L’attuale normativa prevista dall’art. 1 del citato d.p.r. 394/1999, dopo le modifiche introdotte dal d.p.r. 18 ottobre 2004, n. 334, dispone:

1. – Accertamento della condizione di reciprocità.

Ai fini dell’accertamento della condizione di reciprocità, nei casi previsti dal testo unico delle disposizioni concernenti la disciplina dell’immigrazione e norme sulla condizione dello straniero, di seguito denominato: «testo unico», il Ministero degli affari esteri, a richiesta, comunica ai notai ed ai responsabili dei procedimenti amministrativi che ammettono gli stranieri al godimento dei diritti in materia civile i dati relativi alle verifiche del godimento dei diritti in questione da parte dei cittadini italiani nei Paesi d’origine dei suddetti stranieri.

2. – L’accertamento di cui al comma 1, non è richiesto per i cittadini stranieri titolari della carta di soggiorno di cui all’articolo 9 del testo unico, nonché per i cittadini stranieri titolari di un permesso di soggiorno per motivi di lavoro subordinato o di lavoro autonomo, per l’esercizio di un’impresa individuale, per motivi di famiglia, per motivi umanitari e per motivi di studio, e per i relativi familiari in regola con il soggiorno.

Quindi, in sintesi, sulla base della normativa attuale in tutti i casi previsti al n. 2 il cittadino straniero extracomunitario può senz’altro essere ammesso a godere dei diritti civili attribuiti al cittadino italiano senza bisogno di ulteriori accertamenti: negli altri casi la condizione di reciprocità può anche dipendere, oltre che dalla legislazione dello stato cui lo straniero extracomunitario appartiene, dalle previsioni di trattati multilaterali (ad esempio, lo Spazio Economico Europeo) o bilaterali.

Al riguardo, si ricorda che il sito internet del ministero degli Affari Esteri contiene pagine appositamente dedicate a questa rilevante tematica.

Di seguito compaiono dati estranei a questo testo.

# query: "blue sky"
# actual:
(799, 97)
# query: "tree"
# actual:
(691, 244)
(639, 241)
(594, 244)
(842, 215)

Nella giurisdizione italiana non si applica poi soltanto la nostra legge.

Come è noto tra i giuristi, in Italia possono trovare applicazione leggi straniere, laddove la legge italiana espressamente lo preveda.

Al riguardo, la legge 31 maggio 1995, n. 218 (riforma del diritto internazionale privato italiano) consente, se ne ricorrono i presupposti, che in determinate materie possano trovare applicazione leggi di qualsiasi Stato del mondo,  con la sola condizione che non ledano le basi della nostra civile convivenza.

Per quanto riguarda le “persone giuridiche” (p.es. società) valgono gli stessi principi: pertanto la persona giuridica comunitaria ha lo stesso trattamento giuridico della persona giuridica di nazionalità italiana, mentre per la persona giuridica extracomunitaria straniera la condizione di reciprocità dipende, oltre che dalla legislazione dello stato cui appartiene, dalle previsioni di trattati multilaterali (ad esempio, lo Spazio Economico Europeo) o bilaterali.